To implement WebOTP you will need to do two things:

  1. Update the message you send with the WebOTP format
  2. Add some JavaScript to the login page to request permission to read the message

The SMS message

To have the WebOTP API recognise a message as an incoming 2FA code you need to add a line to the end of the message that you send. That line must include an @ symbol followed by the domain for the site that your user will be logging in to, then a space, the # symbol and then the code itself. If your user is logging in on example.com and the code you are sending them is 123456 then the message needs to look like this:

Your code to log in to the application is 123456

@example.com #123456

The domain ties the message to the website the user should be logging onto. This helps protect against phishing, WebOTP can't be used to request the code from an SMS if the domain the user is logging in to doesn't match the domain in the message. Obviously it can't stop a user copying a code across from a message, but it might give them pause if they come to expect this behaviour.

The JavaScript

Once you have your messages set up in the right format you need some JavaScript on your 2nd factor page that will trigger the WebOTP API, ask the user permission for access to the message and collect the code.

The most minimal version of this code looks like this:

if ('OTPCredential' in window) {
  navigator.credentials.get({
    otp: {
      transport: ['sms']
    }
  }).then((otp) => {
    submitOTP(otp.code);
  });
}

We ask the navigator.credentials object to get a one time password (OTP) from the SMS transport. If the browser detects an incoming message with the right domain and a code in it, the user will be prompted, asking for access. If the user approves the promise resolves with an otp object which has a code property. You can then submit that code to the form and complete the user's login process.
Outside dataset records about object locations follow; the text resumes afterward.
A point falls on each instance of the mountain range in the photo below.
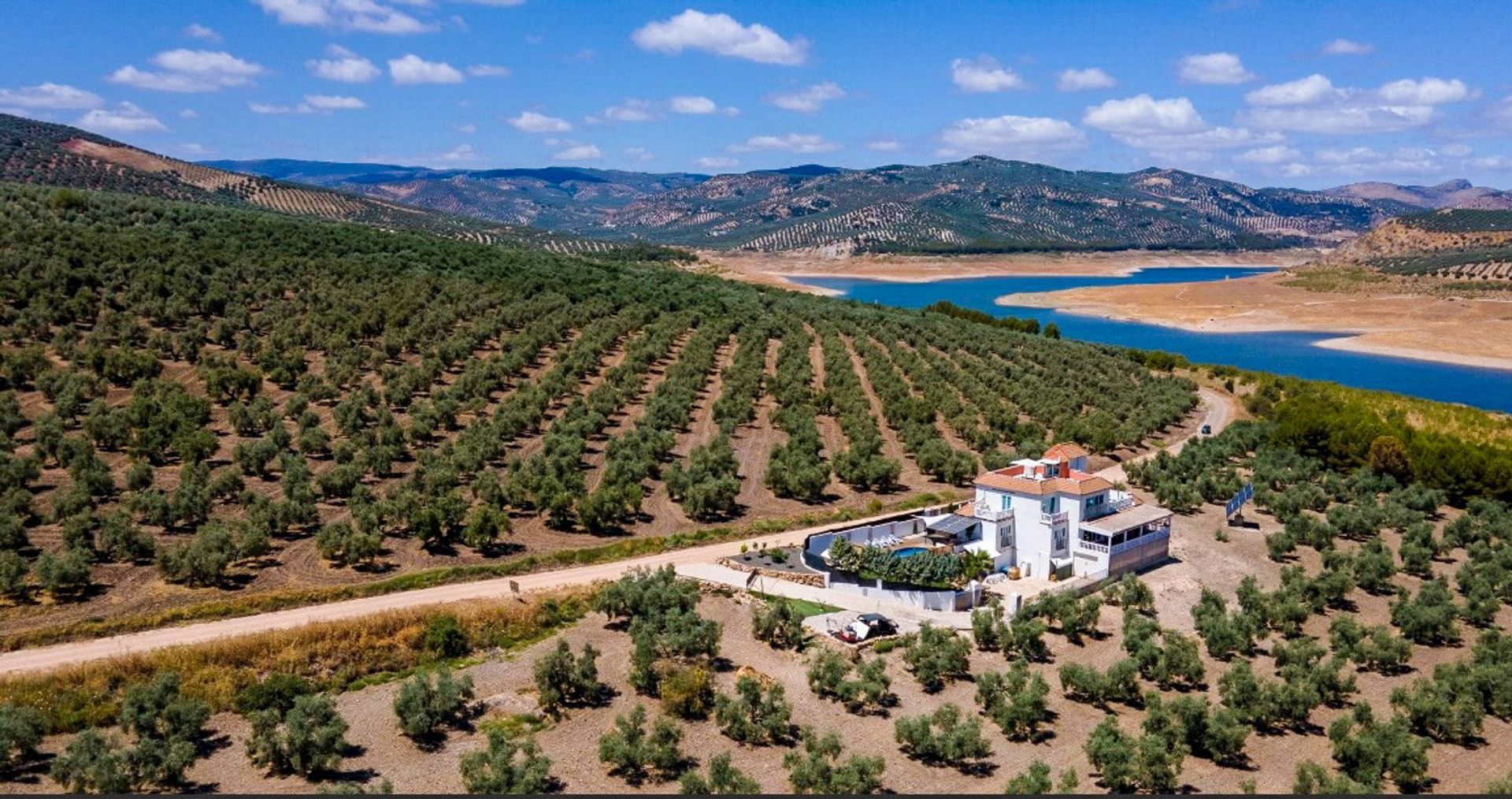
(973, 205)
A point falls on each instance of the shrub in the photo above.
(276, 692)
(755, 715)
(687, 690)
(445, 637)
(779, 624)
(93, 763)
(430, 701)
(509, 766)
(723, 779)
(1015, 701)
(818, 767)
(20, 734)
(1429, 616)
(637, 754)
(869, 690)
(1367, 749)
(566, 682)
(936, 656)
(345, 545)
(1127, 763)
(306, 741)
(943, 738)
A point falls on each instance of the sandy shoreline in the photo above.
(788, 269)
(1406, 325)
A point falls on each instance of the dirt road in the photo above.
(1219, 414)
(75, 652)
(1219, 407)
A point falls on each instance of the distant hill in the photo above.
(1459, 194)
(1462, 244)
(566, 199)
(46, 153)
(974, 205)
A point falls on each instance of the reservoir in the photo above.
(1280, 353)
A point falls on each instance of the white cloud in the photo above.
(1269, 154)
(720, 34)
(123, 118)
(1009, 135)
(1084, 79)
(983, 75)
(531, 121)
(332, 102)
(1145, 115)
(343, 65)
(489, 70)
(412, 70)
(1342, 118)
(1221, 69)
(197, 31)
(189, 72)
(1346, 47)
(791, 143)
(580, 152)
(1367, 162)
(1306, 91)
(313, 103)
(632, 111)
(463, 153)
(1431, 91)
(1201, 141)
(50, 95)
(808, 100)
(365, 16)
(691, 105)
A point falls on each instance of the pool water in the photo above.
(909, 552)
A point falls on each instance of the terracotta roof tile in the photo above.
(1065, 452)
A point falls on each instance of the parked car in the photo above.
(867, 627)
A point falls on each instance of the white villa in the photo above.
(1050, 515)
(1043, 516)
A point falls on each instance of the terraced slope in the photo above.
(1454, 244)
(974, 205)
(46, 153)
(198, 397)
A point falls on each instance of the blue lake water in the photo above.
(1278, 353)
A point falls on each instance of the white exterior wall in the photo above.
(1033, 539)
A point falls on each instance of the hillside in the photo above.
(197, 399)
(1452, 244)
(44, 153)
(974, 205)
(1459, 194)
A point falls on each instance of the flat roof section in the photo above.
(953, 526)
(1127, 519)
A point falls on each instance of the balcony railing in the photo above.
(988, 515)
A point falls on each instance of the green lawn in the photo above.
(806, 608)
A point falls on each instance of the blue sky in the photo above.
(1255, 91)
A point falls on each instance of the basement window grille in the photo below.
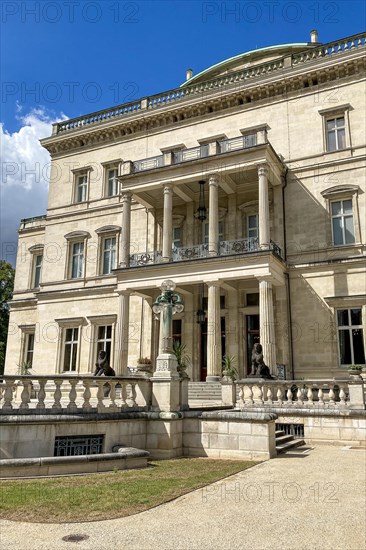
(291, 429)
(75, 445)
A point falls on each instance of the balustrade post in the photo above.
(71, 406)
(87, 395)
(41, 394)
(57, 395)
(25, 395)
(8, 394)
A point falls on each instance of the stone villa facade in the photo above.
(245, 186)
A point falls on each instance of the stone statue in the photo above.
(102, 367)
(259, 368)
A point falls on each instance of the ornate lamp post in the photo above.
(166, 304)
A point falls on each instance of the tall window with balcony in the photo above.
(350, 336)
(77, 260)
(342, 222)
(81, 189)
(70, 349)
(112, 186)
(37, 270)
(109, 260)
(336, 133)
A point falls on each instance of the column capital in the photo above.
(263, 170)
(126, 196)
(213, 283)
(213, 179)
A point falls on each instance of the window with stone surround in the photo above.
(81, 184)
(336, 128)
(102, 331)
(108, 248)
(69, 344)
(77, 247)
(36, 252)
(342, 206)
(350, 336)
(111, 183)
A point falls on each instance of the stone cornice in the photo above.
(283, 82)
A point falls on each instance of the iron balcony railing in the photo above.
(200, 251)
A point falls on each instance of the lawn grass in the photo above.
(109, 495)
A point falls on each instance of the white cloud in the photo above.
(24, 175)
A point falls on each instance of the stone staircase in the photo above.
(287, 442)
(204, 391)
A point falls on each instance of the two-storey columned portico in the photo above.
(218, 252)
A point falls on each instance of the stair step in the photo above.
(283, 447)
(284, 439)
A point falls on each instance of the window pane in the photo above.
(356, 318)
(347, 207)
(358, 349)
(348, 229)
(342, 317)
(341, 139)
(337, 231)
(336, 208)
(345, 347)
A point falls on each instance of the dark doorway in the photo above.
(203, 351)
(252, 324)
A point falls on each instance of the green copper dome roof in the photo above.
(247, 59)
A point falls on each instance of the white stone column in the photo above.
(213, 333)
(263, 206)
(213, 215)
(122, 332)
(267, 328)
(126, 230)
(168, 223)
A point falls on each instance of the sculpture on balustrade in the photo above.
(102, 367)
(259, 368)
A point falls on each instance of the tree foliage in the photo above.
(6, 291)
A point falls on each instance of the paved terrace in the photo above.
(304, 500)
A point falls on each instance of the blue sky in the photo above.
(68, 58)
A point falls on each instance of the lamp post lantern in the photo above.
(166, 304)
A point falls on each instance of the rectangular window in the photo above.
(70, 349)
(81, 188)
(112, 182)
(336, 133)
(342, 222)
(104, 340)
(252, 226)
(350, 336)
(29, 349)
(206, 232)
(176, 241)
(77, 260)
(37, 270)
(109, 255)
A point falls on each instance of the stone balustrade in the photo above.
(195, 89)
(72, 394)
(294, 393)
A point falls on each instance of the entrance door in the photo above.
(203, 351)
(252, 324)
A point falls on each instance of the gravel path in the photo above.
(303, 501)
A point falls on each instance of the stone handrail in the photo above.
(294, 393)
(187, 90)
(69, 393)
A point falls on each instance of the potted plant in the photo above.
(144, 365)
(183, 358)
(355, 370)
(229, 369)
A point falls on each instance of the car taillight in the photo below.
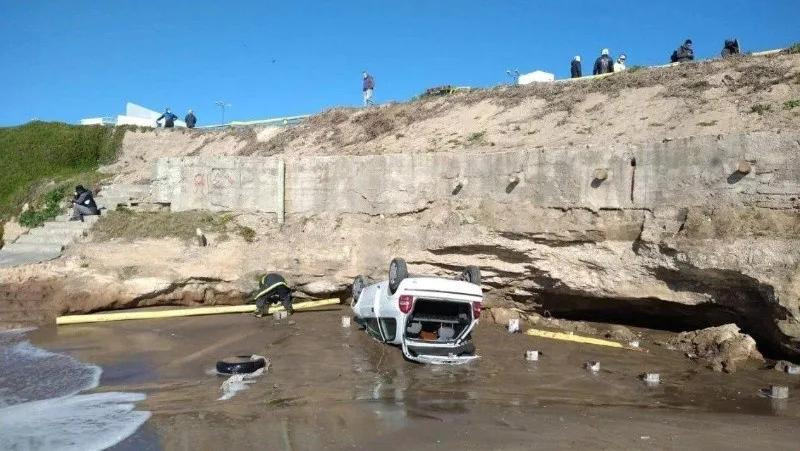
(476, 310)
(405, 302)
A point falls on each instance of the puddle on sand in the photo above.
(337, 388)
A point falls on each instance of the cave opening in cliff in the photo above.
(661, 315)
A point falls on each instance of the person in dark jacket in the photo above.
(169, 118)
(272, 289)
(731, 47)
(83, 204)
(367, 87)
(684, 53)
(604, 64)
(190, 119)
(575, 67)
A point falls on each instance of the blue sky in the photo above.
(64, 60)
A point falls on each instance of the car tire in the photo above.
(471, 274)
(358, 286)
(398, 271)
(240, 364)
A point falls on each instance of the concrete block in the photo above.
(592, 366)
(743, 167)
(513, 325)
(778, 391)
(600, 174)
(33, 248)
(651, 378)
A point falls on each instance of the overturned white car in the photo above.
(430, 318)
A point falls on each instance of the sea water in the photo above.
(41, 406)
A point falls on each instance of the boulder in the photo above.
(722, 347)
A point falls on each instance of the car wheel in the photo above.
(240, 364)
(358, 285)
(397, 273)
(471, 274)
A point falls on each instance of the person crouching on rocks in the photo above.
(273, 289)
(83, 204)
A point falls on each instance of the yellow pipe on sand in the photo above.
(157, 314)
(573, 338)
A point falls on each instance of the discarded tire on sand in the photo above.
(240, 364)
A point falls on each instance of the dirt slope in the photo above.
(639, 106)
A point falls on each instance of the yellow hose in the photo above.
(573, 338)
(156, 314)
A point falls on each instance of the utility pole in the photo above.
(514, 75)
(222, 105)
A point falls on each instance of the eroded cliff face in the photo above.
(683, 223)
(660, 269)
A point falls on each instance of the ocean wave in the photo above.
(40, 404)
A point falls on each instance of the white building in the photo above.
(134, 115)
(536, 76)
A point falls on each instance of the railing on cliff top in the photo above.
(277, 122)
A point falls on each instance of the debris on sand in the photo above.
(787, 367)
(720, 347)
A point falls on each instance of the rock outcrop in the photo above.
(722, 348)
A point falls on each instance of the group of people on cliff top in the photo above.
(169, 119)
(605, 64)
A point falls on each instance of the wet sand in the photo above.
(335, 388)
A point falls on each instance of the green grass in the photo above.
(48, 209)
(34, 154)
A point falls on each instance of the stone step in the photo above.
(45, 239)
(55, 233)
(59, 222)
(124, 189)
(21, 257)
(32, 248)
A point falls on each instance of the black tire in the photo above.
(398, 271)
(240, 364)
(471, 274)
(358, 285)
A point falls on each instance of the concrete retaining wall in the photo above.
(216, 184)
(689, 172)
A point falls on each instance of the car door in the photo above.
(378, 324)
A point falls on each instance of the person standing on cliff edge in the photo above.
(190, 119)
(367, 87)
(575, 68)
(169, 118)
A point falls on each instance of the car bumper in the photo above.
(439, 354)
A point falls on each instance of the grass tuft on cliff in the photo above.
(34, 155)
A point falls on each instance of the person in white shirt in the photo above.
(619, 65)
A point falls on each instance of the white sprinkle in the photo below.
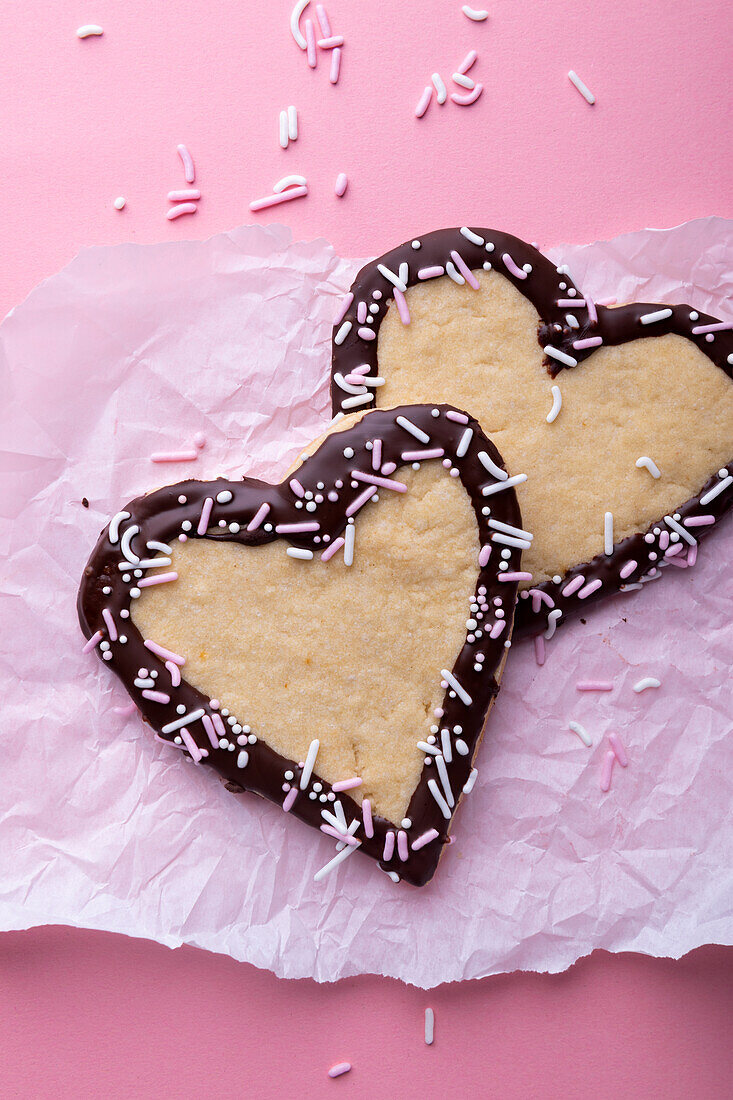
(342, 333)
(435, 791)
(491, 466)
(582, 734)
(462, 694)
(470, 782)
(186, 721)
(463, 444)
(439, 87)
(717, 490)
(349, 537)
(295, 20)
(646, 682)
(557, 405)
(490, 490)
(413, 429)
(659, 315)
(648, 464)
(582, 88)
(335, 862)
(560, 355)
(470, 235)
(391, 277)
(478, 15)
(309, 763)
(682, 531)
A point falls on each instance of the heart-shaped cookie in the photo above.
(332, 642)
(626, 413)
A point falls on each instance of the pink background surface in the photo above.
(81, 122)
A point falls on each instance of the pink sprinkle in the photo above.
(146, 582)
(401, 303)
(329, 551)
(511, 266)
(208, 725)
(430, 272)
(187, 162)
(347, 784)
(174, 455)
(258, 517)
(572, 586)
(109, 620)
(175, 673)
(589, 342)
(719, 327)
(465, 270)
(166, 655)
(287, 196)
(424, 102)
(468, 62)
(609, 761)
(156, 696)
(341, 184)
(343, 837)
(340, 1067)
(435, 452)
(424, 838)
(310, 43)
(179, 209)
(190, 745)
(323, 20)
(465, 99)
(343, 309)
(619, 750)
(360, 501)
(336, 66)
(383, 482)
(187, 195)
(307, 525)
(94, 640)
(206, 515)
(290, 799)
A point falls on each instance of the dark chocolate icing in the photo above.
(544, 285)
(160, 516)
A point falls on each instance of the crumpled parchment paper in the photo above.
(134, 349)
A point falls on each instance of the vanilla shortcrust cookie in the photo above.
(332, 642)
(615, 424)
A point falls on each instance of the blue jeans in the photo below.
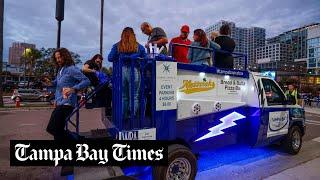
(126, 90)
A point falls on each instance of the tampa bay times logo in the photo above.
(166, 68)
(114, 153)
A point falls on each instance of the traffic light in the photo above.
(60, 10)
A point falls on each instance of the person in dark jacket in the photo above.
(69, 80)
(225, 60)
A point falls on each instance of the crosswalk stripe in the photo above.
(307, 120)
(313, 123)
(316, 139)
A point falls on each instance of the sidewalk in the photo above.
(308, 170)
(313, 110)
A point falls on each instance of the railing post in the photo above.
(142, 95)
(131, 97)
(77, 122)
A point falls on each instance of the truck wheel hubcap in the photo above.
(179, 168)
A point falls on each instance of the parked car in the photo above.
(28, 94)
(23, 84)
(8, 86)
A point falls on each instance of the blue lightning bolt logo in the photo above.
(227, 121)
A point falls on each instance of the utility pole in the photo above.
(59, 18)
(101, 27)
(1, 48)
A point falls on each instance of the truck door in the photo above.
(275, 114)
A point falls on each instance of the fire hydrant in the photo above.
(17, 102)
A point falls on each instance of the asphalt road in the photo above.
(257, 163)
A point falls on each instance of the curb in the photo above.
(5, 109)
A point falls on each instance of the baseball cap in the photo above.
(185, 28)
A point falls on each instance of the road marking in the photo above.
(316, 139)
(313, 121)
(27, 125)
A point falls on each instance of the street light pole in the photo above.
(101, 27)
(59, 18)
(59, 34)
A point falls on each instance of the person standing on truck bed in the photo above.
(292, 94)
(180, 53)
(156, 36)
(225, 59)
(201, 56)
(129, 47)
(92, 69)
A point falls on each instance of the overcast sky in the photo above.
(33, 21)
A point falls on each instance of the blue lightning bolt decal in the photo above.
(227, 121)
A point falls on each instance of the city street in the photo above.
(237, 162)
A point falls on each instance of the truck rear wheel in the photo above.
(182, 164)
(293, 140)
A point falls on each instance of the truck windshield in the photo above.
(273, 93)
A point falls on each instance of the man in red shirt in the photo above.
(180, 53)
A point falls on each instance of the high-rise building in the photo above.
(313, 49)
(297, 39)
(16, 51)
(273, 56)
(247, 40)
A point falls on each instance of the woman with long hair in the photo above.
(201, 56)
(128, 46)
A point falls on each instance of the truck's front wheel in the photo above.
(182, 164)
(293, 141)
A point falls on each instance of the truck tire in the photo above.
(182, 164)
(293, 141)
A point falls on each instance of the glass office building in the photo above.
(247, 40)
(313, 50)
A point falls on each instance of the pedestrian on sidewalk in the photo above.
(68, 82)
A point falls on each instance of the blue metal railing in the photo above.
(212, 51)
(147, 73)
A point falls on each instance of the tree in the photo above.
(45, 66)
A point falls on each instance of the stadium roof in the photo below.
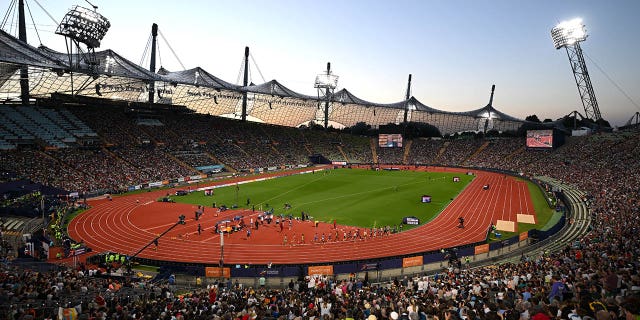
(109, 75)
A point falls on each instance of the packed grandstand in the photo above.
(70, 147)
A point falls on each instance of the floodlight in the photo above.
(84, 25)
(567, 33)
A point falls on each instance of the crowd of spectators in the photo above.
(596, 279)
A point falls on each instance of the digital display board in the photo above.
(540, 139)
(390, 140)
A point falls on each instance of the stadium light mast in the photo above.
(24, 70)
(407, 97)
(568, 35)
(326, 84)
(245, 82)
(86, 26)
(152, 64)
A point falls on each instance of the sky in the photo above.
(454, 50)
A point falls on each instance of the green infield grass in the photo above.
(364, 198)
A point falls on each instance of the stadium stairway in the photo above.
(344, 155)
(407, 150)
(373, 143)
(513, 154)
(441, 151)
(181, 163)
(475, 153)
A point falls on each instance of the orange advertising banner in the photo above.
(483, 248)
(324, 270)
(524, 236)
(217, 272)
(412, 261)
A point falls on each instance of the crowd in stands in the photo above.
(595, 279)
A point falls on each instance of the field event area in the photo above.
(354, 197)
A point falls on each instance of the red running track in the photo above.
(128, 223)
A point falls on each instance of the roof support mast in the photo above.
(489, 108)
(24, 70)
(152, 66)
(245, 82)
(326, 102)
(408, 95)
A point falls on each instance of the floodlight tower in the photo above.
(86, 26)
(568, 35)
(326, 84)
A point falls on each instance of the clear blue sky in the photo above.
(455, 49)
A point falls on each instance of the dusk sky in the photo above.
(455, 50)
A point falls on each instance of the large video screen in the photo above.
(390, 140)
(540, 138)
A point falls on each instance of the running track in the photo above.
(128, 223)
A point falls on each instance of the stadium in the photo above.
(109, 168)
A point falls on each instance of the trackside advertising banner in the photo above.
(217, 272)
(320, 270)
(412, 261)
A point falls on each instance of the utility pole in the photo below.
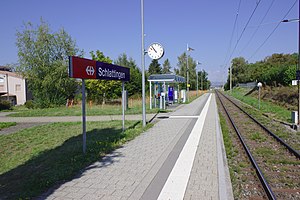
(230, 78)
(298, 71)
(143, 65)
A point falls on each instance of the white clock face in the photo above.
(155, 51)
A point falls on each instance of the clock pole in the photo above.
(143, 65)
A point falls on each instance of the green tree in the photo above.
(182, 69)
(166, 67)
(203, 82)
(134, 86)
(101, 90)
(154, 67)
(43, 61)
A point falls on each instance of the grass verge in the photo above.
(77, 111)
(6, 124)
(266, 107)
(35, 159)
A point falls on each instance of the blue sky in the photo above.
(114, 27)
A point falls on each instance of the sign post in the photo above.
(83, 117)
(123, 106)
(90, 69)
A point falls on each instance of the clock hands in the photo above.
(154, 49)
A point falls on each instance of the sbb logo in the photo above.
(90, 70)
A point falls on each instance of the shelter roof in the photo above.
(166, 78)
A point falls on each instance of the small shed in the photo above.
(161, 80)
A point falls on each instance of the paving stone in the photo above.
(126, 172)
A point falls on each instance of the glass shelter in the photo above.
(165, 90)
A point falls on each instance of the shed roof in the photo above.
(166, 78)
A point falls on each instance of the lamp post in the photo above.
(197, 63)
(298, 68)
(230, 77)
(187, 68)
(143, 65)
(259, 85)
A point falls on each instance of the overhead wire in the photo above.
(273, 31)
(232, 33)
(260, 24)
(257, 4)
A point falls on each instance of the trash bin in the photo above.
(295, 117)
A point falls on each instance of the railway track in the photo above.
(276, 163)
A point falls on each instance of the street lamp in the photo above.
(187, 69)
(298, 68)
(143, 65)
(259, 85)
(197, 63)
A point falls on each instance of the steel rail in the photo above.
(260, 175)
(293, 151)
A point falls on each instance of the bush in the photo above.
(29, 104)
(5, 105)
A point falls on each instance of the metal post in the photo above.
(187, 75)
(7, 87)
(123, 106)
(201, 80)
(164, 106)
(83, 118)
(150, 95)
(230, 77)
(298, 63)
(143, 65)
(259, 98)
(197, 82)
(155, 95)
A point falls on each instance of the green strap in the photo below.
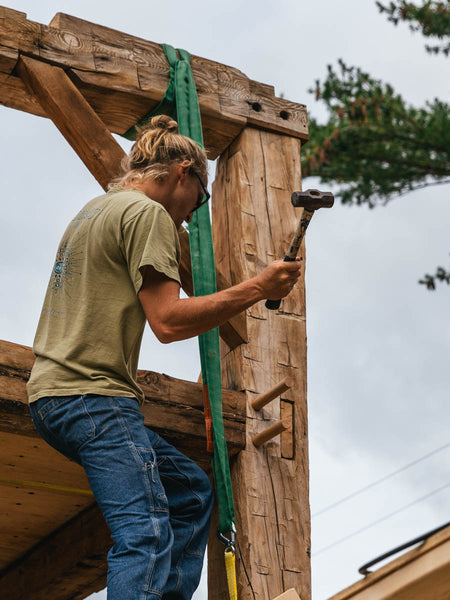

A more complete version of the code, that handles things like finding an input and form, cancelling the request if the form is submitted, and submitting the form if the request is successful, looks like this:

if ('OTPCredential' in window) {
  window.addEventListener('DOMContentLoaded', e => {
    const input = document.querySelector('input[autocomplete="one-time-code"]');
    if (!input) return;
    const ac = new AbortController();
    const form = input.closest('form');
    if (form) {
      form.addEventListener('submit', e => ac.abort());
    }
    navigator.credentials.get({
      otp: { transport:['sms'] },
      signal: ac.signal
    }).then(otp => {
      input.value = otp.code;
      if (form) {
        form.submit();
      }
    }).catch(err => {
      console.error(err);
    });
  });
}

This will work for many sites, but copying and pasting code isn't the best way to share code, so I came up with something a bit easier.

Declarative WebOTP with web components

On Safari, you can get similar behaviour to the WebOTP API by adding one attribute to the <input> element for the OTP code. Setting autocomplete="one-time-code" will trigger Safari to offer the code from the SMS via autocomplete.

Inspired by this, I wanted to make WebOTP just as easy. So, I published a web component, the <web-otp-input> component, that handles the entire process. You can see all the code and how to use it on GitHub. For a quick example, you can add the component to your page as an ES module:

<script type="module" src="https://unpkg.com/@philnash/web-otp-input"></script>

Or install it to your project from npm:

npm install @philnash/web-otp-input

and import it to your application:

import { WebOTPInput } from "@philnash/web-otp-input";

You can then wrap the <web-otp-input> around your existing <input> within a <form>, like this:

<form action="/verification" method="POST">
  <div>
    <label for="otp">Enter your code:</label>
    <web-otp-input>
      <input type="text" autocomplete="one-time-code" inputmode="numeric" id="otp" name="otp" />
    </web-otp-input>
  </div>
  <button type="submit">Submit</button>
</form>

Then the WebOTP experience will happen automatically for anyone on a browser that supports it, without writing any additional JavaScript.

WebOTP: a better experience

The WebOTP API makes two factor authentication with SMS a better experience. For browsers that support it, entering the code that is sent as a second factor becomes a breeze for users.

There are even circumstances where it works for desktop browsers too. For a user with Chrome on the desktop and Chrome on Android and signed into their Google account on both, signing in on the desktop will cause a notification on the mobile device asking to approve sending the code to the desktop. Approving that on the mobile devices transfers the code to the desktop browser. You don't even have to write more code to handle this, all you need is the JavaScript in this article.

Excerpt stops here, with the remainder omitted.